A Woman's Point of View
Much of the song's power comes from whose voice is telling the story. LaSalle wrote and sang from the perspective of women who knew their own minds, a stance that carried real weight in a genre and an era where female desire was often filtered through male songwriters. By centering a woman's expectations and standards, the song quietly insisted that those feelings mattered and deserved to be heard. That perspective gave her catalog a backbone of self-respect that listeners recognized and embraced.

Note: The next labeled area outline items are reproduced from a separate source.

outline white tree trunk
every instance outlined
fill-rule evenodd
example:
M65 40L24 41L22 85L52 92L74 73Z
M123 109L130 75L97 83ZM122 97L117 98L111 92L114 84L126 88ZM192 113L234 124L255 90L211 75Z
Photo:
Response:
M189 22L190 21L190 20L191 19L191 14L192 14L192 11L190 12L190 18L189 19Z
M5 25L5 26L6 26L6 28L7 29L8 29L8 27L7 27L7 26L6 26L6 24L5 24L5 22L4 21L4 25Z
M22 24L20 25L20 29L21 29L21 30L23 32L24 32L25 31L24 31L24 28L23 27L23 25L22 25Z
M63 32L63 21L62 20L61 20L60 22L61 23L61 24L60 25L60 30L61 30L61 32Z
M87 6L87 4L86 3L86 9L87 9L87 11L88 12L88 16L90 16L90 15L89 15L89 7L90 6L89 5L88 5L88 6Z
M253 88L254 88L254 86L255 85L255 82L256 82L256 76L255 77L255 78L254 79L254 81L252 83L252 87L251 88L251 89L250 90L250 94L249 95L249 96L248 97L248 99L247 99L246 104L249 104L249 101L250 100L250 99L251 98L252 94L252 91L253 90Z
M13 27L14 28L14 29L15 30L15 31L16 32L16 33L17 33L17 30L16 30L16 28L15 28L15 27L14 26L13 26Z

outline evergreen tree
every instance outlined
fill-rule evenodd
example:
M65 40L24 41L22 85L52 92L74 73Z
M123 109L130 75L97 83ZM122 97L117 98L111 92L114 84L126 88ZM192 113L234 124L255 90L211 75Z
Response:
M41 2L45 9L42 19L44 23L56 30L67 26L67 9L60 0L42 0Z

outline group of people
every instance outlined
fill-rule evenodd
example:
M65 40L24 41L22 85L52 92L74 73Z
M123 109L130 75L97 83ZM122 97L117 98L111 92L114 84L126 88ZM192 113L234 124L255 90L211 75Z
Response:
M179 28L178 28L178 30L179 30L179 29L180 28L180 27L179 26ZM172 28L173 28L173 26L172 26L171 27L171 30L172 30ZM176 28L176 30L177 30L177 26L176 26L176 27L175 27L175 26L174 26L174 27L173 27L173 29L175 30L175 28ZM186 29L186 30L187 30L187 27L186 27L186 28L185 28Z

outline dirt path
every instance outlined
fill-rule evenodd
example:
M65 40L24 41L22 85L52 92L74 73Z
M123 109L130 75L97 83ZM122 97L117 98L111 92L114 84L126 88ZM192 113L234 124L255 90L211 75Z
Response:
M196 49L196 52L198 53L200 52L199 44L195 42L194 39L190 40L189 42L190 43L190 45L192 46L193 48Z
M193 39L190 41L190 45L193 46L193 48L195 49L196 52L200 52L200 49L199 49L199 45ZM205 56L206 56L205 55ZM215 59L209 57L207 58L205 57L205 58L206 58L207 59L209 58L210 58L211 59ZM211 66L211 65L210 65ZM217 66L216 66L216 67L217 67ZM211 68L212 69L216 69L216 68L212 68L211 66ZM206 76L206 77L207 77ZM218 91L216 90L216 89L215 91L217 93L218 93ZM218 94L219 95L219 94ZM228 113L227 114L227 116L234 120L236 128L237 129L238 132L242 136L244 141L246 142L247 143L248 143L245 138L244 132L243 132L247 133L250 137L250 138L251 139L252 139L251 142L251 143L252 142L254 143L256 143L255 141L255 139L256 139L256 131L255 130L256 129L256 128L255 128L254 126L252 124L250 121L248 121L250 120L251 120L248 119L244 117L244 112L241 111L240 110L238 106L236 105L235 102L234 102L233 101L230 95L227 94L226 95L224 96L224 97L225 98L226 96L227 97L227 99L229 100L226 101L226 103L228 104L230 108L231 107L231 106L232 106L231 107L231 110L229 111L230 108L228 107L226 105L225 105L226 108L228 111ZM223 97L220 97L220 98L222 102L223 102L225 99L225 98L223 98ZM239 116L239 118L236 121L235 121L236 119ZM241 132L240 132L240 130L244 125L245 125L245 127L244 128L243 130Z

Love and Self-Worth Intertwined
At a deeper level the song links romance to self-respect. To insist on being loved right is to recognize your own value, to refuse the idea that you should accept less than you deserve. That message lands with particular force coming from a Southern soul tradition that prized emotional honesty over polish. The song tells its listener that wanting good treatment is not greedy or unreasonable but simply fair, a quiet affirmation that resonated with audiences who saw their own experiences reflected in LaSalle's plainspoken wisdom.
Why It Endures
The song's appeal lies in its directness and its dignity. It resonates because it speaks to a desire everyone shares, the wish to be valued by the person you love. There is empowerment in its plain demand for respect, delivered with enough warmth that it never feels cold. That blend of strength and tenderness is why LaSalle's audiences held her so dear.